Visual Computing Laboratory
Research Areas


Physical

AI

Generative

AI

Multimodal

AI




Intelligent Surveillance Camera

Person re-identification (re-ID) aims to match the same person across different camera views. In recent years, significant progress has been made in re-ID; however, most studies are confined to short-term re-ID. Unlike long-term re-ID, in short-term re-ID, a person’s clothing remains unchanged, whereas in real-world scenarios, people change their clothes over time. Therefore, in long-term re-ID, extracting identity-related features such as body shape, hair color, and other biometric traits becomes important.
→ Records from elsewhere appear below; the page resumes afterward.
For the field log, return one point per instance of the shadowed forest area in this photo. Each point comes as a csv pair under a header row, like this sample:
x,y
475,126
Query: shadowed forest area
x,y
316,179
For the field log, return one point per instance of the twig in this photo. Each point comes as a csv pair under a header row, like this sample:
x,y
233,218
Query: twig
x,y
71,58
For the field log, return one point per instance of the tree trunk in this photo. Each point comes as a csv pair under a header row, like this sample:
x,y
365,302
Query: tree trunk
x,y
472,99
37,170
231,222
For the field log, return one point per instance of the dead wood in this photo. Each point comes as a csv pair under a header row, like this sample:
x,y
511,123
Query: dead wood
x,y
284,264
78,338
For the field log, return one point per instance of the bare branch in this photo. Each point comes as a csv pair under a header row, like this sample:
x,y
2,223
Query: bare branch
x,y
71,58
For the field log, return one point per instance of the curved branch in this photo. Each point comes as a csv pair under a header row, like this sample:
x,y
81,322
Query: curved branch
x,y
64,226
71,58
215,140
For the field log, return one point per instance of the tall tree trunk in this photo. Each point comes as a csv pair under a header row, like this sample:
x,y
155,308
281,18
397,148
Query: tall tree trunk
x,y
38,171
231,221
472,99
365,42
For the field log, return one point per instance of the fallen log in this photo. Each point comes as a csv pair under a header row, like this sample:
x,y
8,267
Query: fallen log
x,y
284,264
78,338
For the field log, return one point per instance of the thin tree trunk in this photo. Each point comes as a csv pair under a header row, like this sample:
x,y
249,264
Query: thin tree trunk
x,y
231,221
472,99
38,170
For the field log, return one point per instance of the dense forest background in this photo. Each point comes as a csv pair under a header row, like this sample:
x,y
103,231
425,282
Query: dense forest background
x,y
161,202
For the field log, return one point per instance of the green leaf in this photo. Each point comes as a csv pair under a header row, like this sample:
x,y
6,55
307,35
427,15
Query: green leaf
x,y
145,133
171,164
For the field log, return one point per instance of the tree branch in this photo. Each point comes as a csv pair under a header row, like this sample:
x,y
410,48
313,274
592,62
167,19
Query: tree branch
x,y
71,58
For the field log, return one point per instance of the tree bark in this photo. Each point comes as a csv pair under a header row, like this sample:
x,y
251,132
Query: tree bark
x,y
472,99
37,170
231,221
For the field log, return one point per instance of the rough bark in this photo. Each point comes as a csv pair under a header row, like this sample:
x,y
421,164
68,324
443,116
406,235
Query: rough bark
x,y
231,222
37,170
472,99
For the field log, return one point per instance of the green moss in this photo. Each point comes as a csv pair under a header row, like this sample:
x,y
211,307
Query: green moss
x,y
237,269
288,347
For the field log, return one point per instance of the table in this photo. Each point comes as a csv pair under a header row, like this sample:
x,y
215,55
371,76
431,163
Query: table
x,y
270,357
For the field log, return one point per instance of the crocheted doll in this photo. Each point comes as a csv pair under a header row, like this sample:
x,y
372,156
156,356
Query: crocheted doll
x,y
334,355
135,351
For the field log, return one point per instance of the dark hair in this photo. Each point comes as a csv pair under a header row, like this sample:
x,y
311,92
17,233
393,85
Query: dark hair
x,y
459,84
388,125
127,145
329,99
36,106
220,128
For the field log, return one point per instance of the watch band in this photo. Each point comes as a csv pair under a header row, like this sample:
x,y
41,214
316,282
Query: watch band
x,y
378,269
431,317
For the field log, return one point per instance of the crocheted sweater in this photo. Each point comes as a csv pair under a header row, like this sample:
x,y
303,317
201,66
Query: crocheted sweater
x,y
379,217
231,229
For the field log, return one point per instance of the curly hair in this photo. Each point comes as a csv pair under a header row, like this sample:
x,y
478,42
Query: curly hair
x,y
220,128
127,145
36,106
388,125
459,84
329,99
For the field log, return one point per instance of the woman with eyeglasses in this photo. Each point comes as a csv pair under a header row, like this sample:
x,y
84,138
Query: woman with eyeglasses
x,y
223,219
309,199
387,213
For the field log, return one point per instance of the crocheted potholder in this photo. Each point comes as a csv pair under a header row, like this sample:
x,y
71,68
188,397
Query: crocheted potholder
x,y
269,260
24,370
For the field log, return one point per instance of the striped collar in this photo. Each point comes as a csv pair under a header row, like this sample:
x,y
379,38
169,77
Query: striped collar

Point Cloud Scene Understanding

Point cloud segmentation is essential for 3D scene understanding by assigning semantic or instance labels to each point. While 3D segmentation focuses on static frames, 4D segmentation incorporates temporal information to handle dynamic changes such as moving objects. Despite recent advances, challenges like temporal consistency and computational cost remain. Our research aims to develop robust and efficient models for both 3D and 4D segmentation to enhance real-world scene understanding.

 Open-Vocabulary Learning

Open-vocabulary learning enables models to recognize unseen categories by leveraging semantic information like text or word embeddings, moving beyond fixed label sets. While recent advances in vision-language models have improved generalization, challenges remain in visual-semantic alignment and domain robustness. Our research focuses on building scalable, interpretable systems to enhance adaptability in real-world scenarios.

Text-to-Image Generation / Editing
Text-to-image generation and image editing are key areas in image synthesis that enable creating and modifying images based on natural language descriptions. Recent advances with diffusion and transformer-based models have greatly improved image quality and control. However, challenges such as semantic alignment and consistency remain. Our research aims to develop controllable and semantically grounded models to enhance both text-to-image generation and image editing in open-domain scenarios.
Zero-Shot Learning
Zero-shot learning (ZSL) enables recognition of novel categories without labeled examples by using semantic information like attributes or text. Compositional ZSL extends this by identifying new combinations of known attributes and objects, improving generalization. Despite progress, challenges remain in representation learning and scalability. Our research focuses on developing robust, interpretable models to enhance zero-shot and compositional zero-shot learning for real-world applications.